Everyone expects that the int() function should return an integer based on a floating point input. However, if you provide int() with a number that has a decimal component, it will throw an exception. There’s a solution to this. Instead of int(variable) use div(variable, 1). The div() math function returns an integer (not a float as you would expect – more on that in a moment). It’s the number of whole times the number can be divided. So, you can get an integer by dividing your floating point by 1.

## Div() Returns an Integer

There are two kinds of division in math. Floating point division is what we normally expect. This is the kind of division we were taught in elementary school. There’s also a second kind of integer division that returns the whole number of times that the divisor goes into the dividend. The remainder is dropped (but can be fetched with the mod() function). In Logic Apps, the div() returns an integer division – not a floating point one. However, there’s another way to solve the problem of division resulting in a floating point number.

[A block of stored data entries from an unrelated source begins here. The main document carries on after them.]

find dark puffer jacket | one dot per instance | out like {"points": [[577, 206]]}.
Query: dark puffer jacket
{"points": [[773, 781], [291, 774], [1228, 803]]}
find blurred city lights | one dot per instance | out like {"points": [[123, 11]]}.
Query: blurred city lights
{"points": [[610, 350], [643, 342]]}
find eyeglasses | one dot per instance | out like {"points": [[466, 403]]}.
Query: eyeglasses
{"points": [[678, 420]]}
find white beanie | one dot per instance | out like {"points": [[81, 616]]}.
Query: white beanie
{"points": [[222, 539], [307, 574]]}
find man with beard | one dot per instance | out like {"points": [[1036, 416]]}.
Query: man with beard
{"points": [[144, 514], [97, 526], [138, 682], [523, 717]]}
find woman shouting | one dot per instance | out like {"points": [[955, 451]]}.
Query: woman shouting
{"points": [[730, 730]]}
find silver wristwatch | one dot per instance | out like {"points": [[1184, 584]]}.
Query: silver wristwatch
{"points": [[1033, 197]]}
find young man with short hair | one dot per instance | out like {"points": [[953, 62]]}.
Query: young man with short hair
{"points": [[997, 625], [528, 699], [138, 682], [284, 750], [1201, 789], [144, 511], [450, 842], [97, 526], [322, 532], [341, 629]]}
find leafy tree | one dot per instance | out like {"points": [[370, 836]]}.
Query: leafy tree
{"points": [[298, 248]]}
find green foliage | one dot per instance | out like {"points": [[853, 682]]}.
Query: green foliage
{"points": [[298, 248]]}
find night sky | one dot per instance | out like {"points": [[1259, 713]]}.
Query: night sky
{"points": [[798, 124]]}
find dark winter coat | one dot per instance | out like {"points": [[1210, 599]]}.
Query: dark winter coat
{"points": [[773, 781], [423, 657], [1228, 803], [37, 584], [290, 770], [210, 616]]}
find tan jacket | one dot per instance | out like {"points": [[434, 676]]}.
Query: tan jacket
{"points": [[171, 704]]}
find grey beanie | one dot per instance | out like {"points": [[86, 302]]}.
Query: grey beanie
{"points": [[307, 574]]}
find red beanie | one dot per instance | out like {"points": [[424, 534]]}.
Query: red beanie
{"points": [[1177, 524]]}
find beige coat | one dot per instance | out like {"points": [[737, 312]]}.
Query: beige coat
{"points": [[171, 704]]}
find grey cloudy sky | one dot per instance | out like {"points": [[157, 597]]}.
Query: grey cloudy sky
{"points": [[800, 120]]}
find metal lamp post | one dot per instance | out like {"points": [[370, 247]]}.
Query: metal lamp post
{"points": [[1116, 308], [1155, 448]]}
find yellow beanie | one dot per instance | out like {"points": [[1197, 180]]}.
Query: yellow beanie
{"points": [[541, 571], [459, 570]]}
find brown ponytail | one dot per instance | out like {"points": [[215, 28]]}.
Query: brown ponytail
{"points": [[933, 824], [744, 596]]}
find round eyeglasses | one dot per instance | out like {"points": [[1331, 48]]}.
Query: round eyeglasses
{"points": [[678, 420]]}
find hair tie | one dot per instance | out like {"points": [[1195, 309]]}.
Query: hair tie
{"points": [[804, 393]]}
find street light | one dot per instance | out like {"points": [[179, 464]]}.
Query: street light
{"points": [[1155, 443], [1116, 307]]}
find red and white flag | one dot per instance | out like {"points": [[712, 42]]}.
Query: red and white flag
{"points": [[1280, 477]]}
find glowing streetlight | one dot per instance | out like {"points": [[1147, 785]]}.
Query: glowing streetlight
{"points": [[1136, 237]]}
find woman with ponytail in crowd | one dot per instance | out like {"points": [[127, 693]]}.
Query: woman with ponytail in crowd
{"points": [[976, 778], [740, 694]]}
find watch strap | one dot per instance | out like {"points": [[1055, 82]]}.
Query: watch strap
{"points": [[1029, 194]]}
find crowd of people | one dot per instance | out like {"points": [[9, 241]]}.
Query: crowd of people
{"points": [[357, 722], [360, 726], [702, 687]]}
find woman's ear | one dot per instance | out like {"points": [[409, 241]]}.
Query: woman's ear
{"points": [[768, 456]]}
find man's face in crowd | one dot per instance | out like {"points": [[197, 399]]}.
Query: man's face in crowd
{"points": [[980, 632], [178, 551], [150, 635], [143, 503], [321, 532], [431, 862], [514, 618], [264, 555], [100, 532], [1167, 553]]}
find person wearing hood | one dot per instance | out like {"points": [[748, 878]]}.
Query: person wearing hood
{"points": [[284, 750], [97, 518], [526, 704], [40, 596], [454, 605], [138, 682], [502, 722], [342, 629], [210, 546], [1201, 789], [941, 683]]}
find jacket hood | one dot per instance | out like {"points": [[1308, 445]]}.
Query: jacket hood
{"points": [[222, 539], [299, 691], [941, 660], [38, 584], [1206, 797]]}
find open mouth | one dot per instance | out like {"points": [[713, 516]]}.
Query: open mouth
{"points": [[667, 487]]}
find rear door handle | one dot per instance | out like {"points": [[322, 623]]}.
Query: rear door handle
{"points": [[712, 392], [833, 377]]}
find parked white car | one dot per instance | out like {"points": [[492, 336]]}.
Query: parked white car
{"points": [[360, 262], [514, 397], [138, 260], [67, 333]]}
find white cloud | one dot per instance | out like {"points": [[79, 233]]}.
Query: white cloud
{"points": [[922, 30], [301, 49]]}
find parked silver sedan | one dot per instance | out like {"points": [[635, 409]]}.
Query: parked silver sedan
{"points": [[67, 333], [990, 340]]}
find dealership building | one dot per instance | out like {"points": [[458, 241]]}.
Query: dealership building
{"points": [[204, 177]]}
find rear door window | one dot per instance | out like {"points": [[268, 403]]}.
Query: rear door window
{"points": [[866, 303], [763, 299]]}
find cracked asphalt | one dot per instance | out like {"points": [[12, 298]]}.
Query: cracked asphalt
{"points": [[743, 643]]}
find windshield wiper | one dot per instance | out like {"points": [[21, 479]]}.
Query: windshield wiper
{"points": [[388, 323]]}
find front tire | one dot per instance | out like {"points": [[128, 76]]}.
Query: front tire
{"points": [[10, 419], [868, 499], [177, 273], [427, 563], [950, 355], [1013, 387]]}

Every division can be accomplished with a multiplication. mul() returns a floating point. In the simple example, if you want to divide by 100, you can also multiply by 0.01. (I.e. div(variable, 100) becomes mul(variable, 0.01) after conversion.) So, you can convert your divisions into a multiplication of a fraction. Factors of 10 are obviously easy, but other numbers can be done as well. Simply use a calculator to divide 1 by the number in question, and you’ll have the factor you need to multiply by. (or enter the number you want to divide by and use the great 1/x key available on some calculators)

## Truncating the Number of Decimals

When dealing with currency, it’s often important to truncate the number of decimal places in the calculation to two decimals. Given that there’s no round() function in Logic Apps, we have to settle for truncation. However, even this becomes a bit “interesting” due to the limitations. Take a look at this sequence:

mul(

div(

mul(variable, 100)

,1)

, 0.01)

It multiplies the variable by 100 to make two decimal places into whole numbers, then uses div() to eliminate the fractional component, and finally uses mul() to shift the number back two decimal places to the right.

## If False, then True

Another quirk that exists in the Logic Apps language is that the true side of an if statement is **always** evaluated. Say we have the if statement:

if(false, div(0,0), 1)

This will throw an exception because the div(0,0) results in a division by zero error. You must convert the if statement so that the true side can always be executed:

if(true, 1, div(0,0))

In this case, the result will be 1 and no exception will be thrown.

While this isn’t the way other languages work – nor is it desirable – it is the way that it works today, and it might explain some odd exceptions your Microsoft Flows are throwing.